That was all some professional prognosticators needed to offer sunny optimism about the prospects of economic recovery.
The cheerleaders of the New York Times — a newspaper, which ran a piece Saturday PRAISING some of President Bush’s “achievements” (sic) in health care because “its ONLY FAIR,” also, found some new reasons to believe: Some Forecasters See a Fast Economic Recovery
“Economics as the dismal science? Not in some quarters.
In the midst of the deepest recession in the experience of most Americans, many professional forecasters are optimistically heading into the new year declaring that the worst may soon be over. For this rosy picture to play out, they are counting on the Obama administration and Congress to come through with a substantial stimulus package, at least $675 billion over two years.”
Slipping back into my book, ‘Plunder,’ I recalled a reference to another Times headline in October 2007, just a month before the recession is officially said to have begun. It read:

Hmm.
Two months later, to the day, the Wall Street Journal was drinking the same Kool Aid: “US Economy Down; Not Out.”
• “The economy is in a soft patch right now,” said Mike Moran of Daiwa Securities. “My personal view is it’s not a recession type-softness.”
• Analysts surveyed by MarketWatch expect new-home sales to fall to a seasonally adjusted annual rate of 706,000 in November, down from 728,000 a month before.
• It’s still debatable whether the troubles in the subprime market will spill over into the broader economy and stop growth.
On this past Friday, the Wall Street Journal ran a front page mea culpa posing as a news story, “The Doomsayers Who Got It Right,” a story profiling experts who predicted the economic collapse we are experiencing. If they got right, then the Journal, and most of our financial press, largely got it wrong.
Most of these “journalists” are so embedded in the financial culture that they refuse to recognize their own complicity in the disaster, i.e., by not investigating when it was happening and not warning us about the deception in the real estate market. At a New Year’s Eve party, I was arguing with one New York Times real estate reporter who kept insisting she, and by extension, her newspaper, was on top of it. She was dismissive of my critique. They may be covering it better now with their retrospective ‘The Recckoning’ series but that’s all well after the fact.
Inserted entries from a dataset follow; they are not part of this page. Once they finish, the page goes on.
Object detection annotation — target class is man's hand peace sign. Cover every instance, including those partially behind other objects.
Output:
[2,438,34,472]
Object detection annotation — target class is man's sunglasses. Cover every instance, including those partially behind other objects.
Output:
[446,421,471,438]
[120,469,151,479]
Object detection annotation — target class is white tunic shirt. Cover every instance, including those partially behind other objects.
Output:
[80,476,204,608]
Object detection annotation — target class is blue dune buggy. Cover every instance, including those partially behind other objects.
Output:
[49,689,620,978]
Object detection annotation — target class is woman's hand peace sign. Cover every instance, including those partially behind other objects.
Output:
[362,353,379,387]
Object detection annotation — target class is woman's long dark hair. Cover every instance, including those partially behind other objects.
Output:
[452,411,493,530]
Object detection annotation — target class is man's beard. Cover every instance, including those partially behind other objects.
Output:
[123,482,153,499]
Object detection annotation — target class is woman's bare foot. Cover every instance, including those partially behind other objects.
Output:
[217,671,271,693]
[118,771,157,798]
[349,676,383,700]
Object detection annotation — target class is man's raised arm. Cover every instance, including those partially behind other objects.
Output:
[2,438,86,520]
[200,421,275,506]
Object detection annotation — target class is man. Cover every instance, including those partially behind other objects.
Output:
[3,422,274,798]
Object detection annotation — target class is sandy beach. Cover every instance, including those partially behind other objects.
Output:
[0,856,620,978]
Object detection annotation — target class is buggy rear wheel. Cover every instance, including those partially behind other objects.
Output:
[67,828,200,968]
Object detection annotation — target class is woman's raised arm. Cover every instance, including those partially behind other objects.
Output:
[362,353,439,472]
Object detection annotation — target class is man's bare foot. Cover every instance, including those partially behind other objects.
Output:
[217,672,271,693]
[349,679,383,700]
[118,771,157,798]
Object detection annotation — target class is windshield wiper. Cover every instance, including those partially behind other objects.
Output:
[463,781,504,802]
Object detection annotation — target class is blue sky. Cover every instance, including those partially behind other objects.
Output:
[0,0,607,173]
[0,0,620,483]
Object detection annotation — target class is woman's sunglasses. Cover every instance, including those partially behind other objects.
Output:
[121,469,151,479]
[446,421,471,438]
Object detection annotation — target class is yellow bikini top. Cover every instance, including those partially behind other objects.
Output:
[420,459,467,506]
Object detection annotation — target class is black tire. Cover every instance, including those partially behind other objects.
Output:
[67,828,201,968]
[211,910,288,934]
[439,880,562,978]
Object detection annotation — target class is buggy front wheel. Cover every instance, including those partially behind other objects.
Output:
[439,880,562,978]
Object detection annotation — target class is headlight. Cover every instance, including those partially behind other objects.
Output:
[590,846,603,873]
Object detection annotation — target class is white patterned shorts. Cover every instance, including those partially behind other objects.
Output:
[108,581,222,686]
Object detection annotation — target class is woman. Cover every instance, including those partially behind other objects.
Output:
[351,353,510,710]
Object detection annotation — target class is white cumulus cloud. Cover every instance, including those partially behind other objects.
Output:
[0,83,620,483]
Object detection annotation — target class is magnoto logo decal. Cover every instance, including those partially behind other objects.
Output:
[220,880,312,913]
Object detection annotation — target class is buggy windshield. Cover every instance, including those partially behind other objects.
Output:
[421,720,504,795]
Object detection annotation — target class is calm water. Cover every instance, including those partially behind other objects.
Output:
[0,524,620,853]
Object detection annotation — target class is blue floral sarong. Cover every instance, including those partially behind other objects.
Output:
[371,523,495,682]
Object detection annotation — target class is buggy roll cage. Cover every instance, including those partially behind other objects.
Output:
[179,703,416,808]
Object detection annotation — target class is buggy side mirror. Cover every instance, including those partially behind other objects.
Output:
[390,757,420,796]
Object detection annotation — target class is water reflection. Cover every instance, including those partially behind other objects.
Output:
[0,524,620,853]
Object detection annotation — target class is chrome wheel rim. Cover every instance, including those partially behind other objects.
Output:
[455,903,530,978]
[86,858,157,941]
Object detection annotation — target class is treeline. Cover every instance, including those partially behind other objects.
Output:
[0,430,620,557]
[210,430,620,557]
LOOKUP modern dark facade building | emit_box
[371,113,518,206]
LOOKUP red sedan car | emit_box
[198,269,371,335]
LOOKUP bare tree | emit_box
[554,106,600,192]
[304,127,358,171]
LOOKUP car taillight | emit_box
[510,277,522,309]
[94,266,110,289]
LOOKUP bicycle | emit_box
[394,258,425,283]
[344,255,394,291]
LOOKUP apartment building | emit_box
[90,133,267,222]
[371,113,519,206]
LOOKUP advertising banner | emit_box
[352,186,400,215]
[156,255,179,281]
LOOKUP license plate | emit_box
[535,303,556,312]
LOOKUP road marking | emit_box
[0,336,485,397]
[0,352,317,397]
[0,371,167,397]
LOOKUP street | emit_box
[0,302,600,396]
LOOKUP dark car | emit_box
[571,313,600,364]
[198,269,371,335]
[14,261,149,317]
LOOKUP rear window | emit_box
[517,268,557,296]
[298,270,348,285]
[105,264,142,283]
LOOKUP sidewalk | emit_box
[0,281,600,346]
Did they plumb the depths of predatory lending and white collar crime before the markets crashed? Did the expose the lack of regulatiions and the profiteers? Did they go after the ponzi schemers like Madoff? I don’t think so.
The NakedCapitalism.com blog skewers a NYT magazine story suggesting that the crisis can be blamed on faulty RISK MODELS.
WHO SAW IT COMING? Henry Blodgett writes on Clusterstock
Now that we’re mired in the worst economic crisis since the Depression, forecasters who didn’t see it coming are consoling themselves by saying, “no one saw it coming.” This is hogwash.

Many people saw it coming:
• Gary Shilling,
• Nouriel Roubini,
• Jeremy Grantham,
• Dean Baker,
• Peter Schiff,
• Robert Manning
• Robert Kuttner
• Robert Shiller, et al.
NOTE: May I be ever so humble as to include my less austere “alarmist” self in the aforementioned austere listing of the good and great?
They just don’t happen to work for major investment banks. It is true that the folks who work for major investment banks didn’t see it coming. Historians will eventually determine whether this is because the major investment banks uniformly employ boneheads, or, more likely, because, when you work for an investment bank, it is easier to conclude that now is always a good time to buy stocks.
THE RISING WALL OF DEBT
As the Times, which is closer to Wall Street than the Washington Post, looked up, the Post looked down with a lead story pointing to the real structural and systemic problem: DEBT.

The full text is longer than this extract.